Yes, it should increase performance. One thing to watch is for skew among
the reduce runtime. If the reduce runtimes are very skewed, you might want
to consider skew join.

I have some questions

1) I got your answer.But question here is* REDUCER NUMBER * what should i
consider to fire number of reducers.

example :

 A = JOIN B BY ID LEFT OUTER,C BY ID using 'replicated' parallel ??,  *<
------------ How do i select this number.*
*
*
2) What is the importance of this property
*mapred.job.reduce.markreset.buffer.percent
, *How does it effects the performance and what is the optimal value for
this parameter.

3) I have read that *Bloom Filter *in pig 0.10 effects the join
performance, How efficient is Bloom filter compared to Replicated join.Can
Bloom filter be applied for Outer join.

Regards
Abhishek

On Tue, Oct 16, 2012 at 10:04 PM, Thejas Nair <th...@hortonworks.com>wrote:

> On 10/15/12 8:47 PM, abhishek dodda wrote:
>
>> hi all,
>>
>> I am trying to learn and implement pig optimization rules, Can any one
>> help
>> me understanding below properities.
>>
>> The amount of memory allocated to bags is determined by
>> *pig.cachedbag.memusage;
>> the default is set to 20% (0.2) of available memory.* Note that this
>> memory
>>
>> is shared across all large bags used by the application.
>>
>> *Which memory is this ?? 20% which memory is allocated.*
>>
>
> This is 20% of the map/reduce task available memory, ie the jvm maximum
> memory limit.
>
>
>  Which factor to be considered to set number of number of reducers to a
>> outer join query with replicated.
>> Will increasing number of reducers in a outer join query improve the
>> performance ??
>>
>>
> Yes, it should increase performance. One thing to watch is for skew among
> the reduce runtime. If the reduce runtimes are very skewed, you might want
> to consider skew join.
>
> -Thejas
>
>

Re: Pig optimization rules

Posted by Thejas Nair <th...@hortonworks.com>.
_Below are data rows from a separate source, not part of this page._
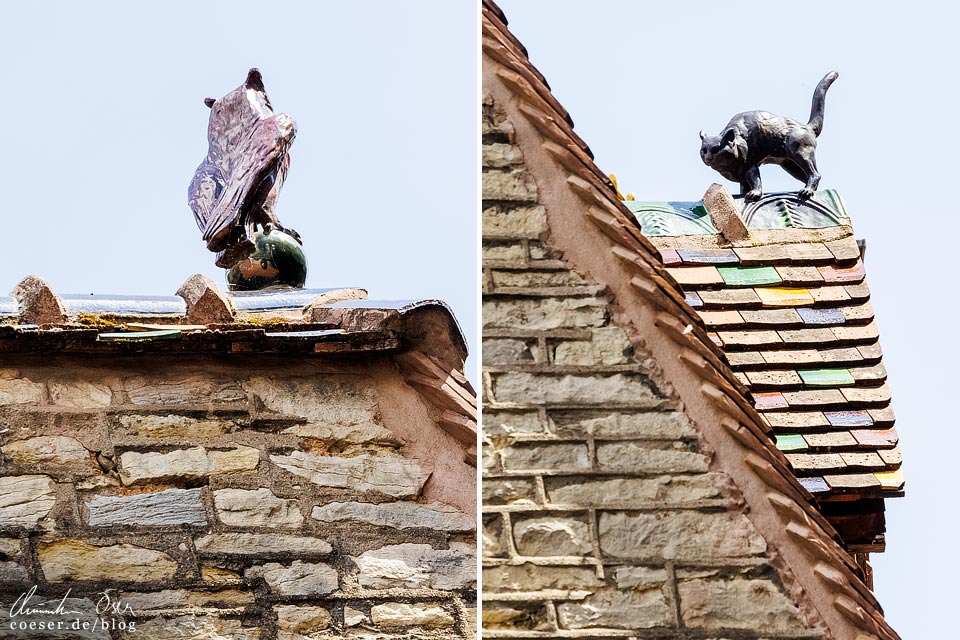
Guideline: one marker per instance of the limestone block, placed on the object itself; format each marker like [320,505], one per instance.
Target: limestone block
[173,506]
[395,477]
[679,535]
[399,515]
[418,565]
[25,500]
[517,186]
[666,425]
[353,617]
[639,577]
[183,390]
[249,544]
[324,400]
[507,352]
[37,303]
[552,537]
[635,457]
[725,213]
[531,577]
[194,627]
[501,491]
[538,278]
[12,572]
[501,155]
[216,576]
[206,304]
[531,388]
[634,609]
[79,394]
[398,614]
[507,252]
[608,346]
[508,422]
[756,605]
[20,391]
[302,619]
[541,314]
[77,560]
[260,508]
[47,450]
[10,548]
[194,463]
[182,599]
[555,457]
[361,433]
[296,579]
[173,426]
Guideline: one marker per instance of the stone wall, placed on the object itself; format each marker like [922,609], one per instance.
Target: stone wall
[231,497]
[604,513]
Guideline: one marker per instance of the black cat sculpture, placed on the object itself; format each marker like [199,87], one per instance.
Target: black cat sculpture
[754,138]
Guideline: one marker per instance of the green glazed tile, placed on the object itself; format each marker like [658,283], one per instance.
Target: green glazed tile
[791,442]
[749,276]
[826,377]
[142,336]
On 10/15/12 8:47 PM, abhishek dodda wrote:
> hi all,
>
> I am trying to learn and implement pig optimization rules, Can any one help
> me understanding below properities.
>
> The amount of memory allocated to bags is determined by
> *pig.cachedbag.memusage;
> the default is set to 20% (0.2) of available memory.* Note that this memory
> is shared across all large bags used by the application.
>
> *Which memory is this ?? 20% which memory is allocated.*

This is 20% of the map/reduce task available memory, ie the jvm maximum 
memory limit.

> Which factor to be considered to set number of number of reducers to a
> outer join query with replicated.
> Will increasing number of reducers in a outer join query improve the
> performance ??
>

Yes, it should increase performance. One thing to watch is for skew 
among the reduce runtime. If the reduce runtimes are very skewed, you 
might want to consider skew join.

-Thejas